Search code examples
floating-pointlanguage-agnosticroundingfloating-accuracybankers-rounding

Is "banker's rounding" really more numerically stable?


By banker's rounding I mean

  1. "round to nearest, ties to even"

as recommended by IEEE 754:

Rounds to the nearest value; if the number falls midway it is rounded to the nearest value with an even (zero) least significant bit. This is the default for binary floating-point and the recommended default for decimal.

This method is said to be preferred over

  1. "round to nearest, ties away from zero"

on the grounds that it "minimizes the expected error when summing over rounded figures". Apparently this is because "it does not suffer from negative or positive bias as much as the round half away from zero method over most reasonable distributions".
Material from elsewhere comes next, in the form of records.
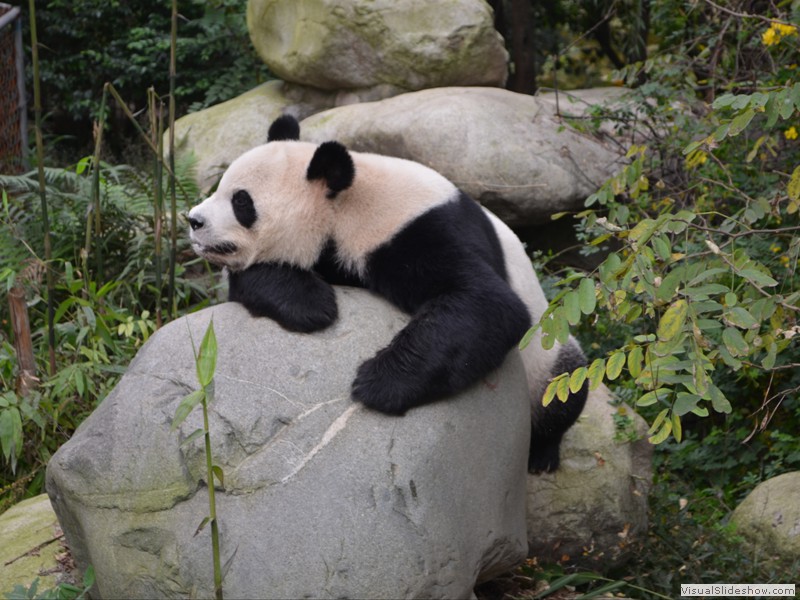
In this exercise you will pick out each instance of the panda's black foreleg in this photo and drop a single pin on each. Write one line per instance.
(296, 299)
(549, 423)
(452, 341)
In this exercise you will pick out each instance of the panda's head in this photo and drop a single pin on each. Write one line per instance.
(273, 204)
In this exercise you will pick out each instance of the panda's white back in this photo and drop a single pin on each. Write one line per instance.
(387, 194)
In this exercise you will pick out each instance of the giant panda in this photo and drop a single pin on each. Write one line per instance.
(290, 219)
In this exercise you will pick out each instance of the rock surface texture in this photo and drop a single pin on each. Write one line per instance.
(507, 151)
(30, 545)
(323, 498)
(410, 44)
(593, 510)
(770, 516)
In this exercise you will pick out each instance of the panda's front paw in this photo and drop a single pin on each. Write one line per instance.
(377, 386)
(544, 457)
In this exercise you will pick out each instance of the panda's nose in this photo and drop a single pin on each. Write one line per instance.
(196, 223)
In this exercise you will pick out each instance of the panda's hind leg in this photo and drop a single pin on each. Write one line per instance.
(299, 300)
(549, 423)
(452, 341)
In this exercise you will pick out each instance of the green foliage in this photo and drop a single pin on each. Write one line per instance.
(706, 276)
(206, 364)
(90, 42)
(104, 309)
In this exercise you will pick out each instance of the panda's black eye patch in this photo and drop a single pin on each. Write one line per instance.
(243, 208)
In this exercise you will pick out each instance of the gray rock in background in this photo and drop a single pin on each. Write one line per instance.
(410, 44)
(593, 510)
(322, 497)
(770, 517)
(219, 134)
(506, 150)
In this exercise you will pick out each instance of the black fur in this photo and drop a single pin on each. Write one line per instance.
(297, 299)
(243, 209)
(548, 424)
(284, 127)
(333, 164)
(466, 317)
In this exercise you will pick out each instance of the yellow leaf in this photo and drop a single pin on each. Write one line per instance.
(671, 323)
(793, 189)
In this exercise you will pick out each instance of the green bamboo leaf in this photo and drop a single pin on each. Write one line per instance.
(769, 360)
(185, 407)
(550, 392)
(202, 525)
(572, 308)
(661, 246)
(734, 342)
(672, 321)
(191, 437)
(587, 296)
(771, 109)
(659, 420)
(651, 398)
(724, 100)
(793, 188)
(562, 388)
(677, 430)
(757, 277)
(577, 379)
(663, 434)
(739, 317)
(615, 364)
(561, 326)
(635, 360)
(597, 371)
(685, 403)
(787, 106)
(207, 358)
(718, 400)
(741, 121)
(526, 339)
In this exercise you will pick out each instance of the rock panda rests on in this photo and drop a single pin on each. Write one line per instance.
(291, 218)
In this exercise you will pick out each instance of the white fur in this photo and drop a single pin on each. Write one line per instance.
(296, 218)
(523, 280)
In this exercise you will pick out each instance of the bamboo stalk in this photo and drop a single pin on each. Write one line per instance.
(99, 125)
(158, 200)
(48, 254)
(173, 248)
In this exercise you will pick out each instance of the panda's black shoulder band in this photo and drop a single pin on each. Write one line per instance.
(284, 127)
(333, 164)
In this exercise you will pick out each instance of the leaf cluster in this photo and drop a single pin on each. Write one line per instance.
(699, 237)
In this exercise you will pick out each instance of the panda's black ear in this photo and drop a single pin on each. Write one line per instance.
(284, 127)
(333, 164)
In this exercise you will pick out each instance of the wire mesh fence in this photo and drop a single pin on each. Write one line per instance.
(13, 123)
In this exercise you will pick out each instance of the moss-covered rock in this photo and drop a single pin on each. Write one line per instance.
(508, 151)
(30, 544)
(411, 44)
(593, 510)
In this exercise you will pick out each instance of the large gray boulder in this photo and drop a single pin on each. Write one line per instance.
(506, 150)
(593, 511)
(322, 497)
(351, 44)
(219, 134)
(31, 546)
(770, 517)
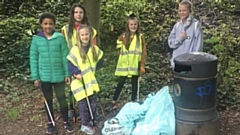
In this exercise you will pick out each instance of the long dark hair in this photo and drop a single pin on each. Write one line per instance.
(71, 20)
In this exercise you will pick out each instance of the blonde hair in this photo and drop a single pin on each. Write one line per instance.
(82, 52)
(188, 4)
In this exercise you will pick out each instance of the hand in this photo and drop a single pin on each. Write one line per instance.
(67, 80)
(142, 70)
(183, 35)
(36, 83)
(78, 76)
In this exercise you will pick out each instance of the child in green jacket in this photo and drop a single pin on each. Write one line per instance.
(49, 69)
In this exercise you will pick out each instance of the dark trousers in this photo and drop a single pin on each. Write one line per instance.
(84, 109)
(121, 82)
(59, 89)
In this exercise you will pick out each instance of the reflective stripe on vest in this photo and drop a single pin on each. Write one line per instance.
(129, 59)
(87, 73)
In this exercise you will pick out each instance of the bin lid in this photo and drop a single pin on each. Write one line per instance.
(196, 64)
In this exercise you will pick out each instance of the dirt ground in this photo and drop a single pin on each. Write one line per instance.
(31, 118)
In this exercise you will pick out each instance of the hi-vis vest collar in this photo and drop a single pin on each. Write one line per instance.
(72, 40)
(128, 61)
(87, 71)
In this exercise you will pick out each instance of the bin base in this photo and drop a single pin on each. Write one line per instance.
(198, 128)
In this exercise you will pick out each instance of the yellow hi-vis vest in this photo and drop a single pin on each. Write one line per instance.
(87, 71)
(73, 41)
(129, 59)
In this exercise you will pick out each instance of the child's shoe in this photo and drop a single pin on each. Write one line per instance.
(88, 130)
(111, 106)
(51, 129)
(69, 127)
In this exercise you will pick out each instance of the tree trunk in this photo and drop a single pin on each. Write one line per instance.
(93, 13)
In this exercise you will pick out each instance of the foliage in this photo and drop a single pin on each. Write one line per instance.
(220, 20)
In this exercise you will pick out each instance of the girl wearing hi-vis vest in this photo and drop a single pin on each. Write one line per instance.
(77, 17)
(84, 59)
(132, 58)
(186, 35)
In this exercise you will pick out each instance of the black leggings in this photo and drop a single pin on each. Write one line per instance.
(121, 82)
(59, 89)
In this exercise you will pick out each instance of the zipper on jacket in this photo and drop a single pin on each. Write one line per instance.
(48, 44)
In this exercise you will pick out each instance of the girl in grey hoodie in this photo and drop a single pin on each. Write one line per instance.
(186, 35)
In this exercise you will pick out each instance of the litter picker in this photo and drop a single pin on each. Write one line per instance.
(88, 102)
(46, 104)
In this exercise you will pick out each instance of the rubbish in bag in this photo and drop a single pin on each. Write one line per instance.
(154, 117)
(112, 127)
(159, 118)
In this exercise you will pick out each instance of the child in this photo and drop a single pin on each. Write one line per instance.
(132, 56)
(186, 35)
(77, 17)
(48, 65)
(84, 59)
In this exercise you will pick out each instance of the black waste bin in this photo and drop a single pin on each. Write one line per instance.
(194, 94)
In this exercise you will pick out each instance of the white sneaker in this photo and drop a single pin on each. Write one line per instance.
(88, 130)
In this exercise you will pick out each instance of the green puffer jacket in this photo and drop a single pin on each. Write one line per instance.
(48, 58)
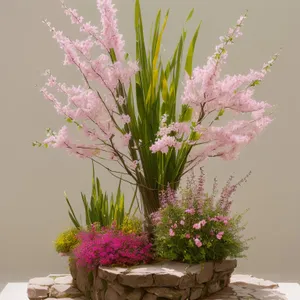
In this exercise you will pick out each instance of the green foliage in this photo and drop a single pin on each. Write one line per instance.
(100, 209)
(153, 94)
(66, 241)
(182, 246)
(132, 225)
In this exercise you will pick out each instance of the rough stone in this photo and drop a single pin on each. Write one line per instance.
(136, 280)
(54, 276)
(82, 280)
(64, 291)
(136, 294)
(43, 281)
(225, 265)
(73, 268)
(250, 280)
(81, 298)
(110, 274)
(64, 280)
(196, 293)
(37, 291)
(204, 272)
(214, 287)
(168, 293)
(187, 281)
(243, 287)
(99, 284)
(120, 289)
(150, 297)
(111, 294)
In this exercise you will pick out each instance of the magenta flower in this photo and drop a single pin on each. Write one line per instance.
(190, 211)
(220, 235)
(198, 243)
(112, 247)
(171, 232)
(197, 226)
(202, 223)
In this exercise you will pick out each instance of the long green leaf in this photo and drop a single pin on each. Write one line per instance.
(190, 55)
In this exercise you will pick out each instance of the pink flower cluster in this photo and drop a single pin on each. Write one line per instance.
(210, 96)
(94, 113)
(112, 247)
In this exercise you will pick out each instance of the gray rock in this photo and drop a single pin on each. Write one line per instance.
(168, 293)
(196, 293)
(37, 291)
(225, 265)
(111, 294)
(248, 280)
(81, 298)
(64, 291)
(43, 281)
(73, 268)
(136, 294)
(120, 289)
(213, 287)
(204, 272)
(82, 280)
(187, 281)
(136, 280)
(64, 280)
(149, 297)
(54, 276)
(99, 284)
(110, 274)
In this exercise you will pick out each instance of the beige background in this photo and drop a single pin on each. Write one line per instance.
(32, 207)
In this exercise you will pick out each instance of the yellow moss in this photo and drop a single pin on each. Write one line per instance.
(132, 225)
(66, 241)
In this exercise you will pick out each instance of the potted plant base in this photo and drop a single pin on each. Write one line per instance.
(165, 280)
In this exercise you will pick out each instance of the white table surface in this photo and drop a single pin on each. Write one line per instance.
(18, 291)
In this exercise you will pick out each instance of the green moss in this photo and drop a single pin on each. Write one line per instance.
(66, 241)
(132, 225)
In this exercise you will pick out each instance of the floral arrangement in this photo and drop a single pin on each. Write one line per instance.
(133, 122)
(194, 226)
(130, 110)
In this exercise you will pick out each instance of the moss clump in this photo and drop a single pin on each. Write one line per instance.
(67, 241)
(132, 225)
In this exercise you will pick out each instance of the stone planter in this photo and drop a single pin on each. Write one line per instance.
(168, 280)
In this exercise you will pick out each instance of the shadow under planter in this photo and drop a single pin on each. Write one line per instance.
(167, 280)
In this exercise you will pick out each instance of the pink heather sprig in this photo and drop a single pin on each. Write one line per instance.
(225, 201)
(168, 197)
(112, 39)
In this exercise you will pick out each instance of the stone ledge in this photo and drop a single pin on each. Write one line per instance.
(241, 287)
(165, 280)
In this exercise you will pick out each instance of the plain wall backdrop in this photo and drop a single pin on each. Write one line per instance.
(32, 206)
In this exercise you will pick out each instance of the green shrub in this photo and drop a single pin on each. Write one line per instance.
(195, 228)
(67, 241)
(100, 209)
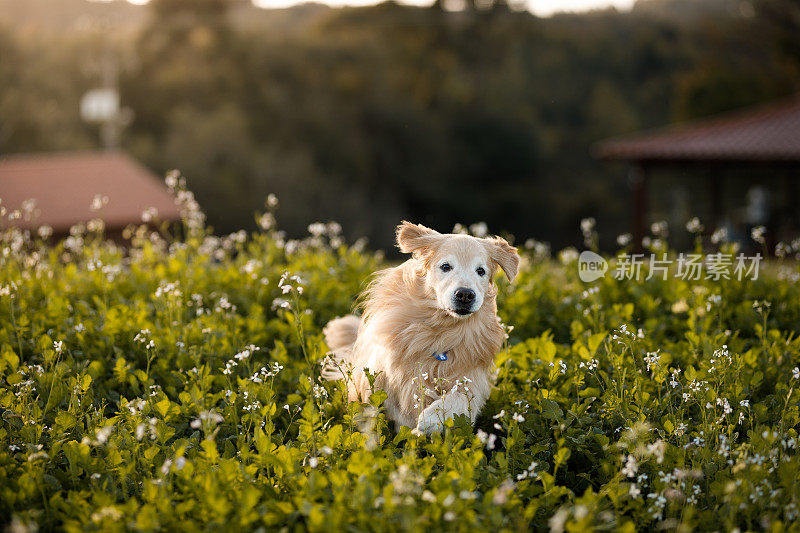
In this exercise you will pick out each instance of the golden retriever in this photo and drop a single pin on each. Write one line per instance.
(429, 331)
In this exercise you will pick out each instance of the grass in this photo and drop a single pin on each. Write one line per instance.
(175, 385)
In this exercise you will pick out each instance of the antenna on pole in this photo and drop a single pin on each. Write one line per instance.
(102, 105)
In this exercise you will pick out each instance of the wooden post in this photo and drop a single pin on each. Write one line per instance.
(715, 194)
(638, 182)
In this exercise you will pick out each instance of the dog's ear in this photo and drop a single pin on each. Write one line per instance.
(416, 239)
(504, 255)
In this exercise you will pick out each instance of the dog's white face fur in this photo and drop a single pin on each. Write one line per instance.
(459, 268)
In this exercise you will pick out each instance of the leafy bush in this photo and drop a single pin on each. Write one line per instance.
(175, 385)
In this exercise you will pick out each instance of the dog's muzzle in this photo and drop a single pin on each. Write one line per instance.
(463, 301)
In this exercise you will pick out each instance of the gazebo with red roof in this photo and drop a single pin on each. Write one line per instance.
(763, 137)
(64, 186)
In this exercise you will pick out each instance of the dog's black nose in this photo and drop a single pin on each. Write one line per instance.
(465, 296)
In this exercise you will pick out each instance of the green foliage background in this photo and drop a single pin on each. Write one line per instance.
(395, 111)
(174, 385)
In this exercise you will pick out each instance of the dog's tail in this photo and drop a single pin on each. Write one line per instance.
(340, 335)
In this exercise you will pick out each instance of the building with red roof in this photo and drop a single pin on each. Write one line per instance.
(64, 186)
(761, 143)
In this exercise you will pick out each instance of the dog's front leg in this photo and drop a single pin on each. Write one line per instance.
(463, 400)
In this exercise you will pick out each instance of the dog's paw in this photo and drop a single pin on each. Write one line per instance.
(431, 420)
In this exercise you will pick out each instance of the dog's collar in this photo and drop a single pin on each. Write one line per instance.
(440, 356)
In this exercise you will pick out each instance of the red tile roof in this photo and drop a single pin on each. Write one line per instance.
(766, 133)
(64, 186)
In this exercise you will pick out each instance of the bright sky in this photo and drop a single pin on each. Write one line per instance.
(540, 7)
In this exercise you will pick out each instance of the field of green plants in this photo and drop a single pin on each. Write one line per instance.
(174, 384)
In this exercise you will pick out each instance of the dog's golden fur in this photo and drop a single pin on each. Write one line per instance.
(408, 317)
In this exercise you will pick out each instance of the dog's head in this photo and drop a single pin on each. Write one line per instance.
(459, 268)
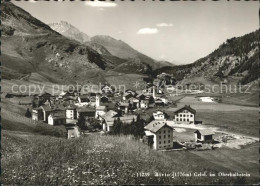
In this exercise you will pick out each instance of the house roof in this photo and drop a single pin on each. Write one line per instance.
(154, 126)
(57, 116)
(205, 132)
(84, 96)
(185, 107)
(124, 104)
(46, 107)
(59, 107)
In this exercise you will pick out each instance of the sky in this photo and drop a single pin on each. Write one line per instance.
(178, 32)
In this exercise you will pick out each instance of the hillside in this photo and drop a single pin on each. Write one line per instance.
(237, 58)
(98, 160)
(115, 51)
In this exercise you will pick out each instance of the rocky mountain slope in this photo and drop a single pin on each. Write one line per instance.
(237, 58)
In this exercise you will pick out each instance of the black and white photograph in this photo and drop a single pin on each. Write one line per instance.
(143, 92)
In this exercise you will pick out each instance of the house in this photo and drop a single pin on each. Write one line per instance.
(100, 111)
(164, 99)
(108, 120)
(71, 112)
(104, 99)
(129, 91)
(204, 135)
(150, 90)
(140, 97)
(83, 100)
(134, 102)
(46, 112)
(159, 103)
(123, 107)
(87, 112)
(45, 96)
(127, 96)
(159, 134)
(158, 115)
(156, 82)
(144, 104)
(56, 118)
(110, 116)
(37, 114)
(185, 115)
(73, 131)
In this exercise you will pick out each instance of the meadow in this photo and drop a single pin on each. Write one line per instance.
(29, 159)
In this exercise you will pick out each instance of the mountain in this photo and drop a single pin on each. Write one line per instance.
(30, 46)
(235, 60)
(69, 31)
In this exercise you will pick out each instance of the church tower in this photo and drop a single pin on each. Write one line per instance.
(97, 100)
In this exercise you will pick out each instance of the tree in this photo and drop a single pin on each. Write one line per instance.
(28, 113)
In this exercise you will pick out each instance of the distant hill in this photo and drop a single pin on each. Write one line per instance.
(236, 58)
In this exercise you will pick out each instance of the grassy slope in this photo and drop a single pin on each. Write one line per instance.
(37, 160)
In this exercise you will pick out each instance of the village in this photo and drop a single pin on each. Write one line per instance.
(136, 112)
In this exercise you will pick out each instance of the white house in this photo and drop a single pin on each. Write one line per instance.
(56, 119)
(106, 89)
(158, 115)
(185, 115)
(83, 100)
(100, 111)
(108, 120)
(73, 132)
(37, 114)
(159, 134)
(144, 104)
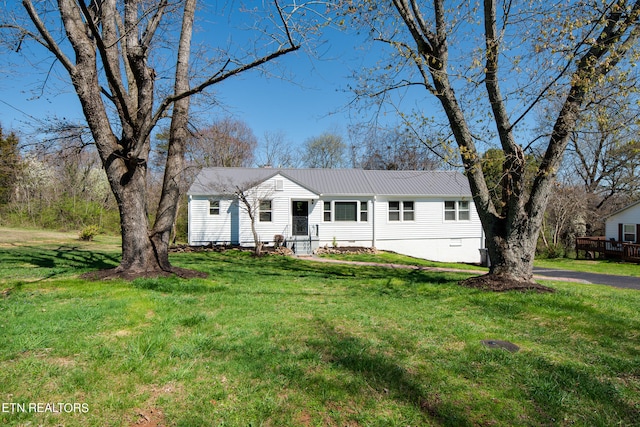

I fail to see why that is the case. Intuitively, if 0.0 is rounded towards zero, 0.5 "should" be rounded away from zero (as in method 2). That way an equal amount of numbers would get rounded towards and away from zero. Put in simpler terms, if floating numbers were represented with 1 decimal figure, out of the ten numbers 0.0, ..., 0.9 five would be rounded down and five would be rounded up with method 2. Similarly for 1.0, ..., 1.9 etc.

Of course floating point numbers are represented with a binary mantissa, but I think the above reasoning still applies. Note that, for IEEE 754 double precision, both integers and integers-plus-half can be represented exactly for absolute values up to 2^52 approximately, and so those exact values actually show up in practice.

So how is method 1 better?


Solution

  • Yes! It really is more numerically stable.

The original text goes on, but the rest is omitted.